As for the eventual exhaustion of luminous electrons, while there is no evidence of any immediate lack of luminous electrons, the increasing world-wide dependence on computers and, therefore, on computer monitors does suggest that such the eventual depletion of such particles could, in time, become a critical international concern. While, at the present, early studies seem to indicate that particle depletion will not reach critical levels for several centuries, if nothing else, our past history of ecological deterioration and species loss suggests that early efforts directed toward conservation would not be inappropriate.
This brings us to the matter of cleaning up. The OH&S study has developed a protocol for safe cleaning of accumulated luminous electrons and their restoration to the universal etheric field. The detailed necessary steps are quite easily accomplished:
1. Turn the computer off and disconnect the monitor from the power source (that is: unplug it)
2. Start at the upper front portion of one side of the monitor. Using a gentle motion, repeatedly tap the side of the monitor, starting at the top and progressing toward the bottom. This should free any accumulated electrons, which will fall harmlessly to the bottom of the plastic housing.

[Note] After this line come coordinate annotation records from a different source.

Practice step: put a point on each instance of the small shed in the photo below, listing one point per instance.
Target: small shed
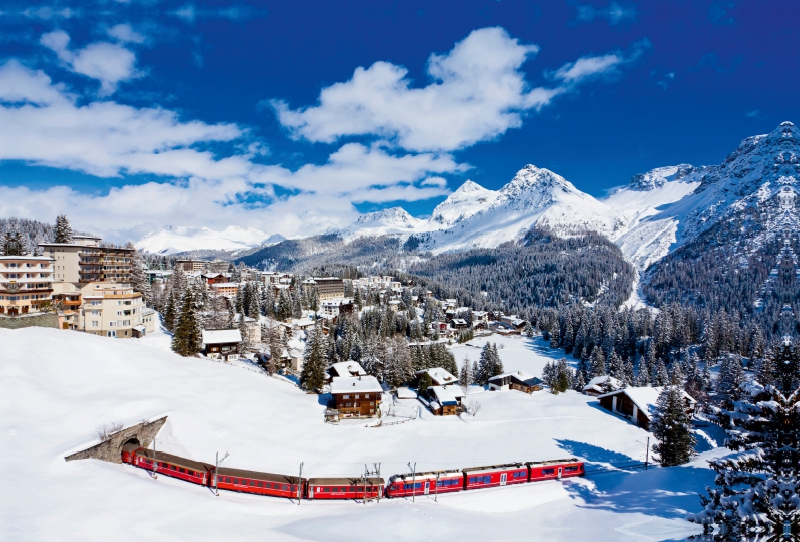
(516, 380)
(602, 384)
(222, 343)
(445, 399)
(439, 376)
(637, 403)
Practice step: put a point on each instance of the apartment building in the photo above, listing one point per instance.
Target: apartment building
(26, 283)
(84, 261)
(112, 310)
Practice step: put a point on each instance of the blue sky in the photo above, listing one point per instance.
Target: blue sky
(292, 117)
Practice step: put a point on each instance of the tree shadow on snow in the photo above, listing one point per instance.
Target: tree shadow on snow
(594, 454)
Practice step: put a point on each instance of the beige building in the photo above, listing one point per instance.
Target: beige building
(84, 261)
(191, 266)
(327, 288)
(26, 283)
(112, 310)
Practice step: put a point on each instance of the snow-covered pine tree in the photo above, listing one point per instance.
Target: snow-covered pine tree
(598, 362)
(485, 365)
(63, 231)
(245, 342)
(672, 426)
(757, 493)
(312, 377)
(188, 337)
(465, 376)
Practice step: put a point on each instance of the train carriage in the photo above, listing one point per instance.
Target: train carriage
(425, 483)
(171, 465)
(555, 469)
(495, 476)
(260, 483)
(344, 488)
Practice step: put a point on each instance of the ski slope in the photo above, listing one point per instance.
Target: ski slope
(57, 386)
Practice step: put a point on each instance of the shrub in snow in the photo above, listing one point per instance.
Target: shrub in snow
(756, 495)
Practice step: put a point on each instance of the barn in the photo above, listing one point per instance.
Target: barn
(638, 404)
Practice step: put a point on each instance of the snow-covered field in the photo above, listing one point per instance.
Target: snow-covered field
(57, 386)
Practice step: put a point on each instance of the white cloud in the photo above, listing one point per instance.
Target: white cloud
(44, 125)
(607, 65)
(614, 13)
(125, 33)
(109, 63)
(477, 93)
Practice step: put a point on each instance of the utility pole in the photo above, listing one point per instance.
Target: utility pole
(217, 463)
(413, 480)
(299, 484)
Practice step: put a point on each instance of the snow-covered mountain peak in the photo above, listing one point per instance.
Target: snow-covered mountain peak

3. Repeat step 2 for the opposite side of the monitor.
4. After thoroughly dislodging the accumulated luminous electrons, use a common vacuum cleaner (a hose and wand type) and apply the vacuum nozzle to the holes along the side of the case. This will vacuum out the accumulated luminous electron particles and, as a secondary benefit, will also help renew the vacuum in your vacuum tube (CRT) display.
5. At night, if possible, remove the dust bag from the vacuum cleaner and, taking the bag outside, scatter the accumulated luminous electrons to release them for return to the etheric field.
Note: laptop and portable computers and those using LCD monitors on desktop computer do not need to comply with this cleaning process. The technology used in LCD screens is quite different and is not vulnerable to deflected electron buildup.
According to our studies at OH&S, this process should be repeated every winter.